In 1970, a number of key events and laws pertaining to the environment took place. In April of the same year, Earth Day celebrations occurred for the first time. The U.S. Congress also passed the National Environmental Policy Act (NEPA). In 1970, the United States created the Environmental Protection Agency (EPA) and also established the Occupational Safety and Health Administration (OSHA). There are environmental laws established by the U.S. that predate 1970. However, these laws have since been updated and expanded, undergoing substantial redevelopment to fit modern businesses and business practices. The ways these laws are enforced has also been ramped up and drastically affected the way businesses operate.

Environmental laws deal with contamination of land, air, surface water, groundwater and drinking water. On a nearly daily basis, every company in America must deal with a string of environmental laws that affect every aspect of how it conducts its business. There are more specific laws tailored to different industries and certain businesses. Some companies face more stringent restrictions or must endure more inspections. There are also restrictions that vary from one state to another. In many cases, new companies are often required to release an environmental impact statement outlining how their businesses will affect the environment. Companies that deal with the production or transportation of chemicals undergo some of the heaviest restrictions and supervision.

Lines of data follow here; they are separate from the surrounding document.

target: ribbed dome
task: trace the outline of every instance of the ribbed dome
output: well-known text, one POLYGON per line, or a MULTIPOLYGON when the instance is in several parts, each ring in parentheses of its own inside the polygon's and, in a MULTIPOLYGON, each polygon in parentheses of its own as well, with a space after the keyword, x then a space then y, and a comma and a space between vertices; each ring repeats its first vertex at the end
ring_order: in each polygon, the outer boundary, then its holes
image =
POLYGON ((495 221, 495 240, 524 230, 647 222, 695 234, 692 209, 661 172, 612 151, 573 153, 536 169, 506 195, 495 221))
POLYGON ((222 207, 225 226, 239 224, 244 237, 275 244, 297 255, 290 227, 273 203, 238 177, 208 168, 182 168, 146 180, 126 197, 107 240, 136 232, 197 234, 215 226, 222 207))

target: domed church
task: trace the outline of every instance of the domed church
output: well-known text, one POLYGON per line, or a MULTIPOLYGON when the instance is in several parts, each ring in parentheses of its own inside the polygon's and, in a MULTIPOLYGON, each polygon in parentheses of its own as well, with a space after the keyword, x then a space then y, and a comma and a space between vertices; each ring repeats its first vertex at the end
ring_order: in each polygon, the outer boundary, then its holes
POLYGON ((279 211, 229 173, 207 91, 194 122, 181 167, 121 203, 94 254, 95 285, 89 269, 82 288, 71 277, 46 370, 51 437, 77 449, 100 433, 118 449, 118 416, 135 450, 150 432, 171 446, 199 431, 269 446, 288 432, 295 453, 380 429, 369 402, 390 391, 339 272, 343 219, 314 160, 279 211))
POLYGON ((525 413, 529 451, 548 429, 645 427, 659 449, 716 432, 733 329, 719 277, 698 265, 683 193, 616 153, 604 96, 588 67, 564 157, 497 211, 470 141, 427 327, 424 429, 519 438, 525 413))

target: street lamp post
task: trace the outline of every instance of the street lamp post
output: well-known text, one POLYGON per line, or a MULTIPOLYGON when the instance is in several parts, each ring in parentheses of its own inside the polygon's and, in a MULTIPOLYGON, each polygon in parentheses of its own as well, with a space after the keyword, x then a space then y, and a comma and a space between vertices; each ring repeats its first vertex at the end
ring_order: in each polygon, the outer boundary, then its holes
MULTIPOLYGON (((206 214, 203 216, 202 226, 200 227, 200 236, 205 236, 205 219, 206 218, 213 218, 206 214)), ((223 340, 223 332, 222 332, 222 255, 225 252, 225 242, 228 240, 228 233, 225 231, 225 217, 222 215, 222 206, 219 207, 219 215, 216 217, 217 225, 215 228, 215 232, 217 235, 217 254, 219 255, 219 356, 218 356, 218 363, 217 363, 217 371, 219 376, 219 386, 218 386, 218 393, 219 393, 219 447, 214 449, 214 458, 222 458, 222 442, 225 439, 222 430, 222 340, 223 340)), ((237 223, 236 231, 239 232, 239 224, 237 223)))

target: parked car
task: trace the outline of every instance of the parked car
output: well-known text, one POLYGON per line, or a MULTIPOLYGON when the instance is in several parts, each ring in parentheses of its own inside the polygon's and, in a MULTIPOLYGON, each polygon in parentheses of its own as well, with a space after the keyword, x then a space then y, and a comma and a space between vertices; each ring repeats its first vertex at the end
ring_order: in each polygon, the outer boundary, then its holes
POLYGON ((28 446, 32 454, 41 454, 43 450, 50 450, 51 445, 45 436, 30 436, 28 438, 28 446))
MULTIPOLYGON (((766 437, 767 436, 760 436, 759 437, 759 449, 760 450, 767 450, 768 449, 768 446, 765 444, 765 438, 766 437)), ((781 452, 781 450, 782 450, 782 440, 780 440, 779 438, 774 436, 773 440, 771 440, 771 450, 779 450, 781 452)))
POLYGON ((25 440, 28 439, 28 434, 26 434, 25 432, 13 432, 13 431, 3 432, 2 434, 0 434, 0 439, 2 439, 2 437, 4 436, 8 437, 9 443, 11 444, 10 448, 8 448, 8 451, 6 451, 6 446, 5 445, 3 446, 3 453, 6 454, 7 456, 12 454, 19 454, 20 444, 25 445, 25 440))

There is an extensive number of environmental laws and executive orders (EOs) that have been passed by Congress and by the president of the U.S. The following information details some of the most important laws and explains how businesses can comply.

The Clean Air Act

The Clean Air Act (CAA) was passed in 1970. It is a comprehensive federal law responsible for regulating all air emissions from mobile and stationary sources. This law authorized the EPA to establish National Ambient Air Quality Standards (NAAQS). These standards are used to regulate the emission of hazardous pollutants that businesses release into the air. They are essential to protecting public health and the quality of air. CAA has been amended twice, in 1977 and 1990, to establish new dates for compliance to ensure better air quality control and further implement and monitor NAAQS with greater relevance to current years.

The EPA regularly conducts inspections of businesses of all sizes that utilize hazardous pollutants that could contaminate the air. Companies with stacks that release pollutants as a form of ventilation must adhere to emissions tests. Many companies are required to install new filters to meet the requirement for maximum percentage of pollution emitted. Companies that regularly use vehicles as part of their operations may be best served by purchasing fuel-efficient vehicles or electric vehicles. This reduces the total emissions the company is responsible for and allows it to comply with CAA guidelines. It is best to review compliance guidelines for this law to follow guidelines efficiently.

The Clean Water Act

The basic structure of the Clean Water Act (CWA) used the base structure of the Federal Water Pollution Control Act and developed it into the CWA, which was put into effect in 1972. This Act is responsible for regulating the discharge of pollutants into the U.S. water supply and for regulating the quality standards for pollution of surface waters. Through this law, the EPA has been able to construct and implement quality standards for the levels and types of pollutants released into navigable waters and for the contamination of surface water. Company point sources are audited regularly. Point sources include pipes or ditches used by companies to release pollutants that may contaminate water sources. Businesses that discharge pollutants must use the EPA’s permit program and obtain permits to release pollutants directly into navigable or surface water sources.

The best way for businesses to comply with this law is to reduce the number of chemicals and other pollutants utilized in daily or regular operations. If such compliances are not made, there is water pollution liability for the businesses that fail to meet EPA and other regulatory standards.

The Safe Drinking Water Act

The Safe Drinking Water Act (SDWA) was established and passed in 1974 to uphold the quality of U.S. drinking water. The law primarily focuses on water designated for consumption or potential consumption. This includes above- and below-ground sources. Amendments to the law in 1996 implemented more stringent guidelines on minimum standards previously developed by the EPA.

For businesses to comply with this law, the law often requires new filters on sources where pollutants may potentially affect drinking water sources. Water treatment companies must often reduce the number of chemicals used in the treatment process or completely change the chemicals being utilized.

The Bottom Line

This is a list of only three of the many laws and regulations businesses face. And the standards and restrictions each business must adhere to vary based on company type, industry and state. It is advisable for the responsible parties from each business to check with local EPA authorities to obtain the specific standards and expectations with which their businesses must comply.